It's a rare opportunity for the Brown's Creek Watershed District: 28 acres of woods, ponds and wetlands for sale in Stillwater.
The Brown's Creek folks want to buy the state-held land, north of Long Lake, for $10,000.
That's considerably less than the minimum bid of $177,950 set by the Department of Natural Resources (DNR), but Craig Leiser said the watershed district sees a public benefit to the land.
"Nobody has a significant interest to develop it as a park, but we see it as a nature study area," he said last week.
Leiser, who is the watershed district's president, said a new state law allows a government agency to sell land to another public body at a price lower than the appraised value.
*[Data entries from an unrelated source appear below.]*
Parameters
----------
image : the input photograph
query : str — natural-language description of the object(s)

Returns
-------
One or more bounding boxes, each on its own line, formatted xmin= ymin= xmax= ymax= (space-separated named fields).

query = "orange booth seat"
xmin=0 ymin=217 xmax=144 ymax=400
The district will make a bid on the land, known in the Stillwater area as Jackson Wildlife Management Area, before the Oct. 21 public auction, he said.
The parcel is just south of County Road 12, known in Stillwater as Myrtle Avenue, and about a mile east of County Road 15, also known as Manning Road. It's on the south reach of Brown's Creek, a sparkling trout stream that tumbles through the bluffs on Stillwater's north side to the St. Croix River.
Neither the city of Stillwater nor Washington County has any interest in the parcel, Leiser said, because it's unsuitable for a public park and isn't close enough to county trails.
The watershed district, however, sees the land as a critical link to Brown's Creek. The ponds and wetlands "purify" water that feeds into the creek from the Long Lake area, Leiser said.